Аполлон с готовностью кивнул.
– И напомните, чтобы я отдал вам одну прелюбопытную книгу… У вас ведь, кажется, завтра выходной?
– Не совсем. Завтра у меня тренировка.
– Точно. Помню, видел вас прошлым воскресеньем. Сомневался, что это вы, потому и не поздоровался. С трудом вас узнал.
«Вы были не обязаны здороваться», – подумал Аполлон. Но вежливость Гиацинта распространялась на всех студентов без исключения.
– А я вас просто не видел, так узнал бы и с закрытыми глазами, – ляпнул он. Это была глупость, но глупость, хорошо вписавшаяся в это странное утро. Удивительно, но Гиацинт, казалось, слегка смутился, и Аполлон ощутил от этого приятное волнение, будто готовился развернуть подарок в день рождения. «Что ж, Гиацинту предстоит как-то смириться с тем, что я считаю его самым занятным и образованным человеком в этом универе», – мысленно хохотнул он, сделав вид, что увлеченно рассматривает трещинку на чашке.
Но Гиацинт не реагировал так долго, что Аполлону стало ясно: смиряться он не собирался.
– Все-таки на тренировках лучше глаза не закрывайте. – Мягкий, участливый голос.
Аполлон откинулся на спинку стула, глядя в чашку так, будто она нанесла ему личное оскорбление. Он искренне мнил себя неглупым человеком и достаточно хорошо проанализировал свой же характер, чтобы понять: невозможность заполучить желаемое влияет на него пагубно. Он привык добиваться целей. Любой ценой, если потребуется. И слова Гиацинта задели его сильнее, чем должны были. Но Аполлон постарался не давать волю эмоциям. Он изобразил вежливую улыбку и уточнил: «Могу я предложить вам еще одну чашечку кофе?», надеясь, что в его голубых глазах не читалось: «Я сожгу все, что тебе дорого, сяду и буду ждать, когда ты все-таки восхитишься моими знаниями».

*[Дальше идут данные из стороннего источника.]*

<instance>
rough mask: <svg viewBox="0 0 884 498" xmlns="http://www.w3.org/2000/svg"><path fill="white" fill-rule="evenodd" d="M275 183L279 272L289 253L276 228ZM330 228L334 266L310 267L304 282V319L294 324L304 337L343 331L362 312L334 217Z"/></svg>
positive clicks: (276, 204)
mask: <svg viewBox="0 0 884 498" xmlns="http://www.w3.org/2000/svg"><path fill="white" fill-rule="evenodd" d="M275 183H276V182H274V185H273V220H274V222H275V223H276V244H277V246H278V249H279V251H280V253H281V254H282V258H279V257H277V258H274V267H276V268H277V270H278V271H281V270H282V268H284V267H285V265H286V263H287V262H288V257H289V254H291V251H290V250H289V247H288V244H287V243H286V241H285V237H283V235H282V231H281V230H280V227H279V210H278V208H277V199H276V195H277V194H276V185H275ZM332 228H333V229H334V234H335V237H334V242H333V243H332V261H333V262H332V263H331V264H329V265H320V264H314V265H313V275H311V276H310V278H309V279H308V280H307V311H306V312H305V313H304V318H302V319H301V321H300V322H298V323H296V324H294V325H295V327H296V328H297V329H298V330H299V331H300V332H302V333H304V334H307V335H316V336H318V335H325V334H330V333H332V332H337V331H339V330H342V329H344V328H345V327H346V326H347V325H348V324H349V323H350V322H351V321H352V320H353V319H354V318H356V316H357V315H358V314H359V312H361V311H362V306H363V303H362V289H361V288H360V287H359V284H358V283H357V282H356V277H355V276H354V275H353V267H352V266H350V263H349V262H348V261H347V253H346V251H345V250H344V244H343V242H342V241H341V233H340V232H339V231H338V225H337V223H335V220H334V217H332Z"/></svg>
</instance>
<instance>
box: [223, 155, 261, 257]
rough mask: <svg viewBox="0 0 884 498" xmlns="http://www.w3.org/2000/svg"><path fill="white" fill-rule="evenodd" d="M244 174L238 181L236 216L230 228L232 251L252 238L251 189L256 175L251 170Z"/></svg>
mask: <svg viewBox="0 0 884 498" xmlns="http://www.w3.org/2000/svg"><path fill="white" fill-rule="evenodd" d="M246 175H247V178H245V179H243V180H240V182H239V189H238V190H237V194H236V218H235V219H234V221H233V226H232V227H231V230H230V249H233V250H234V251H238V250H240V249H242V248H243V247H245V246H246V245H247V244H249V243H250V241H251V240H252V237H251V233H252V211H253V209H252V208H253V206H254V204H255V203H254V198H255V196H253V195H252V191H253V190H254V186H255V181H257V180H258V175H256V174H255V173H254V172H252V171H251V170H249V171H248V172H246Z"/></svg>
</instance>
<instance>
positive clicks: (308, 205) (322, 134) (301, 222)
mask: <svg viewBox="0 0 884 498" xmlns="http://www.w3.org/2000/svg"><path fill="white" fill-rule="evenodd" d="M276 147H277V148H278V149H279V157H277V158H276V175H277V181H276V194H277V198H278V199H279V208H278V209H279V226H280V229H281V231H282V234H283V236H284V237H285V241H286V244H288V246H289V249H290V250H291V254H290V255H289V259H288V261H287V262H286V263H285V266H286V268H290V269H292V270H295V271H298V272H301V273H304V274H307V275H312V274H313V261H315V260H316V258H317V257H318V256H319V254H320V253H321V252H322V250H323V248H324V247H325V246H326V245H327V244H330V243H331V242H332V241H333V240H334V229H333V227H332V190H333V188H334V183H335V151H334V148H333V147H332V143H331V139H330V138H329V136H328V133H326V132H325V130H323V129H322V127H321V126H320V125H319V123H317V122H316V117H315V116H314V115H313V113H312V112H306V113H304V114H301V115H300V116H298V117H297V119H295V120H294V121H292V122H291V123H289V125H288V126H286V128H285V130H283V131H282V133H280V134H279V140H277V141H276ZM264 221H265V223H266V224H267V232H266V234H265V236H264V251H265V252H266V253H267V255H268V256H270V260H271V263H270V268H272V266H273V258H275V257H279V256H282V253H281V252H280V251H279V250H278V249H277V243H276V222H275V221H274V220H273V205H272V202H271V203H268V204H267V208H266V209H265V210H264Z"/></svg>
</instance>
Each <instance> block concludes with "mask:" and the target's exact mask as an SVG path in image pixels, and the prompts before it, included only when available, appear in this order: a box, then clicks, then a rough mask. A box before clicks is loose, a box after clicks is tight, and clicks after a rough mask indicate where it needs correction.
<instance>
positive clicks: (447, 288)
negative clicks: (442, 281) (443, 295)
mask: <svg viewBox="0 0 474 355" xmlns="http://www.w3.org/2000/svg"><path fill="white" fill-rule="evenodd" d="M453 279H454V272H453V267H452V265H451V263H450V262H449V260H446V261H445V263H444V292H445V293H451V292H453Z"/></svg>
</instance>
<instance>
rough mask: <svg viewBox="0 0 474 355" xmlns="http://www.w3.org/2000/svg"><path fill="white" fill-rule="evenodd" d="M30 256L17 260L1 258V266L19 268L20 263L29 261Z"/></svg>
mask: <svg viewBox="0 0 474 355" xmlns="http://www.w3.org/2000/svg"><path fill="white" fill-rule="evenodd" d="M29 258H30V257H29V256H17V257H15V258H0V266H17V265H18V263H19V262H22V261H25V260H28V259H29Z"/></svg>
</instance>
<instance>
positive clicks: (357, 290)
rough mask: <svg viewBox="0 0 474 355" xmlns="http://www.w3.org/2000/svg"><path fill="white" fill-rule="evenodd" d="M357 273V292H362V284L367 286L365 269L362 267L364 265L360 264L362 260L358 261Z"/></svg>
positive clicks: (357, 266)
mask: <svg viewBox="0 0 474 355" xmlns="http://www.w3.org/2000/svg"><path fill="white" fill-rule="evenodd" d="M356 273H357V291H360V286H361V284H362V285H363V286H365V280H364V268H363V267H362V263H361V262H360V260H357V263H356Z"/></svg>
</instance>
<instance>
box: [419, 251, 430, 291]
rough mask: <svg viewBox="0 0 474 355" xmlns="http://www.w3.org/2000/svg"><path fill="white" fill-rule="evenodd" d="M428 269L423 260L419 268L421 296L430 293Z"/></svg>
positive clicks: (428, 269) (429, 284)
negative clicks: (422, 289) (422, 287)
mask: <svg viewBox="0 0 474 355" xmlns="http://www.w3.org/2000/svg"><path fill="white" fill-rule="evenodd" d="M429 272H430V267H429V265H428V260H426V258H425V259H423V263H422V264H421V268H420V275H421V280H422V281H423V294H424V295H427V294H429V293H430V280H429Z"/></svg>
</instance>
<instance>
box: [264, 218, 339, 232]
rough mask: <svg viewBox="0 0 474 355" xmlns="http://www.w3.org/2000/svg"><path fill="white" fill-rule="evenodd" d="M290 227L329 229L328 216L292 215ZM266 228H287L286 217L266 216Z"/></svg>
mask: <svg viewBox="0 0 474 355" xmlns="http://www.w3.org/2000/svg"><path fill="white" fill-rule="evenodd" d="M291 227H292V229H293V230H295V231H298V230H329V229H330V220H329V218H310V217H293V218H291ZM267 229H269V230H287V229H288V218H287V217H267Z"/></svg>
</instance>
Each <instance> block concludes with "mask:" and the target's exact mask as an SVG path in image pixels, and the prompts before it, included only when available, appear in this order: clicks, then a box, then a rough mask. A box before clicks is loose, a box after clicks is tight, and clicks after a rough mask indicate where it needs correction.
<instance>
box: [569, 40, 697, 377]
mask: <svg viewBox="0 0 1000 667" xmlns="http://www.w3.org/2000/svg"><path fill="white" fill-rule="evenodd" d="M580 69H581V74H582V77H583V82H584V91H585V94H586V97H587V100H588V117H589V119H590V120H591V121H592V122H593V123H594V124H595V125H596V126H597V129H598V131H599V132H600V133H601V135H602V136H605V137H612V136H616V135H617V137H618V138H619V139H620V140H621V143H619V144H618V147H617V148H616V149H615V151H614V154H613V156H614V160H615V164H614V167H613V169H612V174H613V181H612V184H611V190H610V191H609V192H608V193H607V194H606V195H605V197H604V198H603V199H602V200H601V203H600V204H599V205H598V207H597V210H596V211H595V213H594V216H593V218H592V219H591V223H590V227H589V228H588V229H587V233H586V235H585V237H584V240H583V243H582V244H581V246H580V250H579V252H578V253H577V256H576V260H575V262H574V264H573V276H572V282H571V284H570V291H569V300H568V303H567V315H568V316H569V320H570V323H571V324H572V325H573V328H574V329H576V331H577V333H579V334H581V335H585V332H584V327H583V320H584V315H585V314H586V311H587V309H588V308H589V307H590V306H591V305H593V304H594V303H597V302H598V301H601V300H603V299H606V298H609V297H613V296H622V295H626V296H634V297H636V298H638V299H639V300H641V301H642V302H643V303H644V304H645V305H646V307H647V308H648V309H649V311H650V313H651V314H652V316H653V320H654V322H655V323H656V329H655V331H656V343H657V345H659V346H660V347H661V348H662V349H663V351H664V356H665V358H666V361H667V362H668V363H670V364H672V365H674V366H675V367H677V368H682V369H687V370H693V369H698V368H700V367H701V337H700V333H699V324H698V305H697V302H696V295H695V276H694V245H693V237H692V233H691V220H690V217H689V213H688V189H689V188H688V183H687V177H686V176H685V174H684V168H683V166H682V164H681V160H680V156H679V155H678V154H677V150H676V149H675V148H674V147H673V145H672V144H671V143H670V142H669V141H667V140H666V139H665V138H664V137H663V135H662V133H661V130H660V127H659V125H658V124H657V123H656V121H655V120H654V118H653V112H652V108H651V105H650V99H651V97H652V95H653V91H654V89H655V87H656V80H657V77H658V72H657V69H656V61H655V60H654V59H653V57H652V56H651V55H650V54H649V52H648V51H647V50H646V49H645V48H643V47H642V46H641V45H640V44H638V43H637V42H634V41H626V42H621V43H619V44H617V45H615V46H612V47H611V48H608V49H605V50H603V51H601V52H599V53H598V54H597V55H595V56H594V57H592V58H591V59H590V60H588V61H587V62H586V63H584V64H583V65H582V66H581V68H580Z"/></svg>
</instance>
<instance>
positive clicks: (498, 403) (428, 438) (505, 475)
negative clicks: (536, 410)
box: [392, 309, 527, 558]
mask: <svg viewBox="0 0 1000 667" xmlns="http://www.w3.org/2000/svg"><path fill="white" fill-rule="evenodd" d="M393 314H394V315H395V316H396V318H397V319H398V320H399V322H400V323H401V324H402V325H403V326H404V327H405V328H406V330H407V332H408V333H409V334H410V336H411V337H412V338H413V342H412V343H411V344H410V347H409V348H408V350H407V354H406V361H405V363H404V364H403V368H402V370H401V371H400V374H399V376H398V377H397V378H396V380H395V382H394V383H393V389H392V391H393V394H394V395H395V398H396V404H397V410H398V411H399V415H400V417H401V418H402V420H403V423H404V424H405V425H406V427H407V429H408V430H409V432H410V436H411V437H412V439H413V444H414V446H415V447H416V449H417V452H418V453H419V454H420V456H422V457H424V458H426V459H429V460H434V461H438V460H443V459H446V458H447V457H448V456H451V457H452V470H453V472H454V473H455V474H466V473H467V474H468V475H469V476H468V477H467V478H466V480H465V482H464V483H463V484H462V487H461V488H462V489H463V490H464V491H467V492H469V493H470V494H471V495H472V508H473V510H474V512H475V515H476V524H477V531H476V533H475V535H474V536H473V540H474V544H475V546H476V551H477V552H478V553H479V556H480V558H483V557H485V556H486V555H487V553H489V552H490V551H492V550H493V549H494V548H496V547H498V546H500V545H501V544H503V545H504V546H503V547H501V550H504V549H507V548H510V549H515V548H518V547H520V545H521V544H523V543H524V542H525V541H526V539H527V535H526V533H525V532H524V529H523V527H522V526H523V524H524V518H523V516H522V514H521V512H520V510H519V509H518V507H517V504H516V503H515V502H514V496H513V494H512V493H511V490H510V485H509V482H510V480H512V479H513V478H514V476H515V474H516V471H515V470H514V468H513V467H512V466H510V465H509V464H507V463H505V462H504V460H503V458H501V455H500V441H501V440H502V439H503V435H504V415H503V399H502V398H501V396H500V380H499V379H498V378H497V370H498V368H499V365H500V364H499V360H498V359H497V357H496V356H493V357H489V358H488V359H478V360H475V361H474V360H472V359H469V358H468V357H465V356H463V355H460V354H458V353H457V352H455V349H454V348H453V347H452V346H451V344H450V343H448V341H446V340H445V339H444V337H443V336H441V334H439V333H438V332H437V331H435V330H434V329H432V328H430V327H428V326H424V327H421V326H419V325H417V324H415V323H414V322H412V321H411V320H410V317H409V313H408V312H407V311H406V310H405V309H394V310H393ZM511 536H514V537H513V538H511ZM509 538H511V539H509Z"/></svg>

– Не откажусь. Эх, плакало мое давление, от двух-то чашек подряд…
«Да пошло оно, твое давление».
Взгляд Аполлона привлекло золотое свечение в углу. Солнце? Откуда там солнце? Он крепко зажмурился, снова открыл глаза, поморгал, стараясь сфокусировать зрение, не рискуя подойти ближе. Он всматривался так долго, что начала кружиться голова, и в золотом свечении ему начали мерещиться тени, которые колыхались, переплетались, росли и подозрительно напоминали живых людей. Людей с… нарушением координации? Аполлон отчаянно не хотел приглядываться, но даже со своего места ясно мог разглядеть наросты на их телах, опухшие, покрасневшие лица с отсутствующим выражением и кровавой пенистой мокротой на губах. Он готов был поклясться, что даже видел гной желто-зеленого цвета[20]20
Описываются симптомы чумы. Аполлон был не только богом солнца, покровителем искусства и красоты, предсказателем будущего, исцелителем, но еще и богом-карателем, насылающим эпидемии.
[Закрыть].
– Воды! – застонал чей-то голос, сначала вдалеке, затем все ближе и ближе.
«Я не могу вам помочь».
Аполлон оцепенел.
«Я не могу вам помочь, потому что я делаю это с вами».
Пальцы сжались в кулаки. Хотелось стать меньше, исчезнуть.
«Что за чушь? Откуда эти мысли? Что происходит?»
Остатки рационального в нем твердили, что увиденное, должно быть, мираж, галлюцинация – но этот голос становился все слабее под натиском нахлынувшего ужаса.
– Как это возможно? – пролепетал он, заикаясь.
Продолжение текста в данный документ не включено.